When it comes to book prizes, emotional tampering is common. A judge for the Booker Prize once threatened to jump out of a window if Paul Scott's novel Staying On didn't win Britain's top fiction award. It won.
When Federico Andahazi won Argentina's top literary prize, the Fortabat, the wealthy, 72-year-old 'cement heiress' who sponsors the award, Amalia Locrosse de Fortabat, became incensed to learn the winning novel concerned the 'discovery' of the clitoris. She denounced Mr. Andahazi as "communist porn artist."; The Argentinian prize ceremony was cancelled. The jury stood its ground. The winner's cheque for $16,000 was reportedly slipped under Mr. Andahazi's door. His sales skyrocketed.
When she was judging the Roderick Haig-Brown Prize for 1987, Ann Haig-Brown, the author's widow, threatened the other two judges and the organizers by saying she would come to Vancouver and personally denounce the procedures if a certain journalist, whose book was less than flattering to her husband but was favoured to win by the other two judges, was given the Haig-Brown Prize. Intimidated by this fierce opposition, the two other judges reneged on their decision and the prize that year ended up going to an American who was technically ineligible because she wasn't a B.C. resident.
It's an imperfect world.

Judges for the B.C. Book Prizes need no longer fear tantrums or bullying. A simple mathematical system, in place since 1992, now accords points to each judge's top five picks. No fisticuffs or filibusters, just fairness.
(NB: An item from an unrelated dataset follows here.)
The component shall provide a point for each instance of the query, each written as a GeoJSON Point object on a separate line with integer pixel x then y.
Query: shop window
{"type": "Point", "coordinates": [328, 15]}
This year's judges for the Haig-Brown Regional Prize panel are former head of UBC Special Collections Anne Yandle; longtime host of Radio Canada in Vancouver, Elizabeth Roux; and former Edmonton Journal books editor Lynne Van Luven, Director of Professional Writing at UVic's Department of Writing.

On the Ethel Wilson Fiction Prize panel are UVic Bookstore manager Sarah Harvey; founding co-publisher of Rungh magazine, Zool Suleman; and last year's recipient Marilyn Bowering, whose novel Visible Worlds is appearing in American, British, Finnish, Greek and German editions. Bowering's Collected Poems project, with a CD, will appear from BeachHolme.

On the non-fiction panel are former Province editor Geoffrey Molyneux; coastal author Vicki Jensen; and New Society author Don Gayton, winner of the 1997 National Outdoor Book Award. Gayton, who lives in Nelson, is now working on a new book about the land-locked Kokanee for New Star's Transmontanus series, plus he's completing a collection of nature-related short stories to be called Man Facing West.

Dorothy Livesay Poetry Prize judges are poet Sandy Shreve, coordinator of the Poetry in Transit project; award-winning poet and fiction writer George McWhirter, former chair of UBC's Creative Writing Dept.; and award-winning poet, editor, critic and BCBW columnist Gary Geddes.

Sheila Egoff Children's Prize judges are Richmond librarian Andreé Duval, chair of YACS (Young Adult and Children's Services division of the BCLA); former bookseller Ruth Meta, coordinator of the second annual Spread The Word literary celebration in Strathcona; and Nanaimo-based Native Studies educator Ellen White, author of Kwulasulwut, Stories From The Coast Salish.

The winning publisher and author of the Bill Duthie B.C. Booksellers' Choice award are selected by a ballot sent to the membership of the B.C. Booksellers Association.